Pour 2011, la Hadopi s'est vu accorder une subvention de 11 millions d'euros (1). Elle a perçu 10 millions en 2010. Elle a déboursé 1,4 million en charges de personnel et 1,6 million en charges de fonctionnement. Elle occupe 1 000 mètres carrés de locaux dans le 14e arrondissement de Paris, pour un loyer annuel de 463 000 euros.
Des difficultés pour recruter
Le rapport de la Hadopi révèle aussi que le prix de sa campagne d'information a été fortement négocié, et celle-ci a de fait pu bénéficier d’une exposition nettement supérieure à ce qu’aurait traditionnellement permis le budget qui lui a été dédié . Mais elle ne donne pas de chiffre sur le coût de l'opération. Les réactions à la campagne ont montré et confirmé la nature très clivée des publics de la Hadopi.

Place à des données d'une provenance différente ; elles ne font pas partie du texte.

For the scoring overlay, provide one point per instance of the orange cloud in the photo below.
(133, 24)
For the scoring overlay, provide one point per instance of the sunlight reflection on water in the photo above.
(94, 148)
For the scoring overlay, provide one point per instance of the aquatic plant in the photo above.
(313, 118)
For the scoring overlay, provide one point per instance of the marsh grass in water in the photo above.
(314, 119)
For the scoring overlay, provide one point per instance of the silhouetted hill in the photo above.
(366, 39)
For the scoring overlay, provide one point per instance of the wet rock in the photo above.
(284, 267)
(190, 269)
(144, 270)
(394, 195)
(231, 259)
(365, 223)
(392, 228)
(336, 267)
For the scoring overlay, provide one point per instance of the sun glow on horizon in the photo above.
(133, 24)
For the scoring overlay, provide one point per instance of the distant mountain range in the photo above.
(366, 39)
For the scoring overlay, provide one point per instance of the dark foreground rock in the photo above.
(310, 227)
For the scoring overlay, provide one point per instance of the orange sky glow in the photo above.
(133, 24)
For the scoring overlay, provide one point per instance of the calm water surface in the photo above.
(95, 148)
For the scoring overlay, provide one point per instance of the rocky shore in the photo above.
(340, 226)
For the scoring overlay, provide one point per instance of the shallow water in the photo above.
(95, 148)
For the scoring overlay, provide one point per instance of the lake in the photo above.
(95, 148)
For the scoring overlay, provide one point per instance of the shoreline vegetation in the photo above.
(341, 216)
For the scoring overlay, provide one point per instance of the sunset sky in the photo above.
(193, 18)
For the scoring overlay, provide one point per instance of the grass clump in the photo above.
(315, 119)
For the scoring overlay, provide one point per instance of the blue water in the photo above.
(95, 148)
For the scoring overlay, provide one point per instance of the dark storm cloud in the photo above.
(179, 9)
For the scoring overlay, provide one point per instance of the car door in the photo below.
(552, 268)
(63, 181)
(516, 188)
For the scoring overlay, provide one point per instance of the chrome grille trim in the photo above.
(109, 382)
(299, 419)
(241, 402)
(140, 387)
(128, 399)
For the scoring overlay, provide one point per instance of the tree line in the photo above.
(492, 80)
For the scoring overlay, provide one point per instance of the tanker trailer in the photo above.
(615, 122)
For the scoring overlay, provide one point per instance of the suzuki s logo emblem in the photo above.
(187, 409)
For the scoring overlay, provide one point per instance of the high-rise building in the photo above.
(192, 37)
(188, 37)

L'institution comptait cinq agents en mars 2010 et en emploie désormais 59 (en CDI, en CDD ; des fonctionnaires et des magistrats mis à disposition). Elle prévoit un effectif de 70 personnes fin 2011. Elle confie avoir connu des difficultés pour recruter ses agents. Depuis sa création, la Haute Autorité ne bénéficie pas d’une image positive, et ses postes ont régulièrement fait l’objet de dénigrements ». Et de donner un exemple : A l’été 2010, lors du recrutement du community manager des Labs, a été lancé un concours pour le “pire job du Web”. Une vidéo, probablement publiée par plaisanterie, a même circulé menaçant physiquement le futur agent de la Haute Autorité. Des candidats se sont désistés en cours de procédure.
Le rapport de la Hadopi revient longuement sur la mission de l'autorité, son organisation, le principe de la riposte graduée, la création de l'infraction de « négligence caractérisée » et les moyens de sécuriser l'accès à Internet, le cadre légal et réglementaire de son action, le label Hadopi, le développement de l'offre légale, les Labs, son baromètre des usages d'Internet… Mais le texte ne passe pas non plus sous silence certains couacs, comme la faille de sécurité ayant affecté TMG, qui relève les infractions pour le compte des ayants droit.